Scientists from the U.K. and Sweden have discovered a new method of creating human stem cells that could solve the problem of meeting large-scale production needs, allowing researchers to fully realize the potential of stem cells for understanding and treating disease.
Understanding Human Pluripotent Stem Cells
Human pluripotent stem cells are undifferentiated cells that have the unique potential to develop into all the different types of cells in the body. With applications in disease modeling, drug screening, regenerative medicine, and tissue engineering, there is already an enormous demand for these cells. This demand will continue to grow as their use in clinical settings and the pharmaceutical industry increases.
Challenges in Stem Cell Production
However, production of stem cells at the scale required for optimal application in modern research and healthcare has not been feasible because available culture methods are either too expensive or reliant on substances that would not be safe for clinical use in humans.
New Stem Cell Culture Method
The research results, published in Nature Communications in July, describe how the scientific team from The University of Nottingham’s Wolfson Centre for Stem Cells, Tissue Engineering and Modelling at Uppsala University in Sweden and GE Healthcare in Sweden have identified and improved human stem cell culture methods. These improvements could lead to quicker and cheaper large-scale industrial production of human pluripotent stem cells.

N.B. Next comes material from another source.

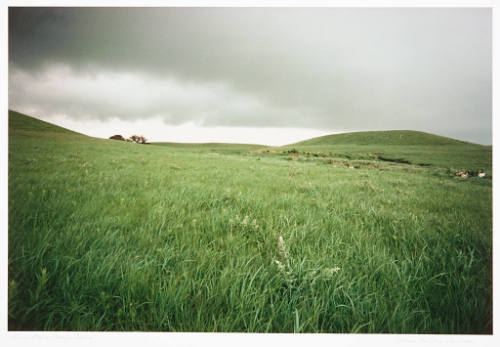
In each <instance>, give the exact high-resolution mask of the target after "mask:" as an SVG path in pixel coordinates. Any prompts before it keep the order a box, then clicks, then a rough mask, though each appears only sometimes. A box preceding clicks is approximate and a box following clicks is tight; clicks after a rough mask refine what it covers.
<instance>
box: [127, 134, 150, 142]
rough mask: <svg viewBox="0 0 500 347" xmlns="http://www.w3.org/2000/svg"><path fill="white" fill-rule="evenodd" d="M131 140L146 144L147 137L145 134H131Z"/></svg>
mask: <svg viewBox="0 0 500 347" xmlns="http://www.w3.org/2000/svg"><path fill="white" fill-rule="evenodd" d="M130 140H132V141H133V142H135V143H142V144H145V143H146V141H147V139H146V138H145V137H144V136H137V135H132V136H130Z"/></svg>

Using Inter-Alpha Inhibitor Protein
By using a protein derived from human blood called Inter-alpha inhibitor, the team has grown human pluripotent stem cells in a minimal medium without the need for costly and time-consuming biological substrates. Inter-alpha inhibitor is found in human blood at high concentrations and is currently a by-product of standard drug purification schemes.

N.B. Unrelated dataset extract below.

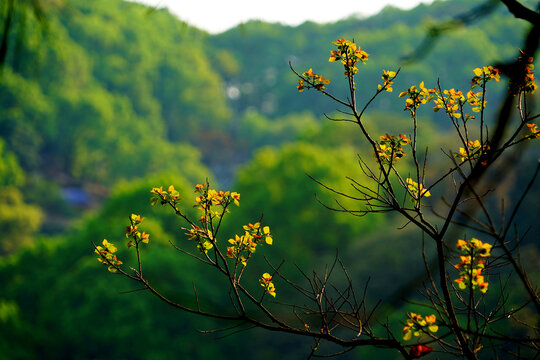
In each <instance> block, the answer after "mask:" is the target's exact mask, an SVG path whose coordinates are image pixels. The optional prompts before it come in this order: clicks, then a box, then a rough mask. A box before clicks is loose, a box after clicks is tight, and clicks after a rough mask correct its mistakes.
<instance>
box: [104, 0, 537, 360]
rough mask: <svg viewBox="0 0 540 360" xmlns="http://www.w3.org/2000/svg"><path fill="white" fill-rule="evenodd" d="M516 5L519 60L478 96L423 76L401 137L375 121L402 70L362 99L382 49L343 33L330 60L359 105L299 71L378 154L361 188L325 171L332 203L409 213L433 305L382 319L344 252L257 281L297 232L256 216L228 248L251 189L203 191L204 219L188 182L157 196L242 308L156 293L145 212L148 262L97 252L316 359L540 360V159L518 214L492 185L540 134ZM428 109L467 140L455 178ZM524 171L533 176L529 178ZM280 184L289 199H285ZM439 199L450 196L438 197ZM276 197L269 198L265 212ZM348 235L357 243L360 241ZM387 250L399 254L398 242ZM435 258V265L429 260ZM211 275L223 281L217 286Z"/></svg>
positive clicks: (137, 249) (309, 73) (200, 189)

Advantages of the New Method
The human serum-derived protein can make stem cells attach to unmodified tissue culture plastic, eliminating the need for coating in defined human pluripotent stem cell culture and improving the survival capabilities of the stem cells in harsh conditions. It is the first stem cell culture method that does not require a pre-treated biological substrate for attachment, making it more cost and time-efficient. This paves the way for easier and cheaper large-scale production.
Potential Impact on Research and Healthcare
Existing methods are time-consuming and make developing human stem cell cultures prohibitively costly. This new method has the potential to save time and money in large-scale and high-throughput cultures, being highly valuable for both basic research and commercial applications.
Future Directions
Researchers now intend to combine Inter-alpha inhibitor protein with an innovative hydrogel technology to improve current methods for controlling cell differentiation and apply it to disease modeling. The discovery will help facilitate research into many diseases, although the focus is currently on understanding rare conditions like Multiple Osteochondroma at the cellular level. The aim is to replicate the 3-dimensional environment that cells experience within the body so that lab-bench biology is more accurate in modeling diseases.
Continuing Research and Collaboration
Pijuan-Galitó has been awarded the Sir Henry Wellcome Postdoctoral Fellowship at Nottingham University for her work on the research. This will enable her to combine Inter-alpha inhibitor with improved synthetic polymers in collaboration with fellow regenerative medicine pioneers Professor Morgan Alexander and Professor Chris Denning. The team plans to further improve on current human stem cell culture by designing an economical and safe method that can be easily translated to large-scale production, delivering billions of stem cells necessary to move cellular therapeutics forward in patient settings.
Publication Details
The study, titled “Human serum-derived protein removes the need for coating in defined human pluripotent stem cell culture,” was published in Nature Communications in July 2016.